Shear-induced graphitization of carbonaceous materials during seismic fault motion: Experiments and possible implications for fault mechanics

Carbonaceous materials often concentrate in fault zones developed in pelitic rocks. Among carbonaceous minerals, graphite is known as a lubricant and possibly plays a key role in frictional properties of the fault. Graphite reported from slip localized zones suggests that graphitization can occur during seismogenic fault motion. Thus, we performed friction experiments on amorphous carbon and graphite to investigate how graphite forms in association with fault motion and how these carbonaceous minerals affect frictional properties of faults. Experiments were done at normal stresses of 0.5–2.8 MPa and slip rates of 50 μm/s to 1.3 m/s in atmospheres of air and N2 gas, using rotary-shear apparatuses. XRD and TEM analyses revealed that graphitization can indeed occur during seismogenic fault motion perhaps due to large shear strain, short-lived flash heating and stress concentration at asperity contacts, even at low temperatures and pressures under anoxic environments. We found large differences in steady-state friction coefficient μss between graphite (μss = 0.1) and amorphous carbon (μss = 0.54) at low slip rate. But amorphous carbon exhibits marked velocity weakening at slip rate above 10 mm/s, and its steady-state friction reduces to the same level as that of graphite at a slip rate of 1.3 m/s. Faults with amorphous carbon are not weak at low slip rates, but they can become dynamically weak to foster fault motion during the generation of large earthquakes.

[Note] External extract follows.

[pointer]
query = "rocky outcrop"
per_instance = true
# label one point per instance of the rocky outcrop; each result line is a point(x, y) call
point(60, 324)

Enriched graphite in fault zones can lubricate at all slip rates even at great depths and should receive more attention.

► There is a remarkable difference on friction between amorphous carbon and graphite.
► Graphite has a very low friction over a range of 5 orders of magnitude in slip rate.
► Graphitization of amorphous carbon takes place during anoxic, rapid sliding.
► Carbonaceous fault might become slippery by the coseismic graphitization at depth.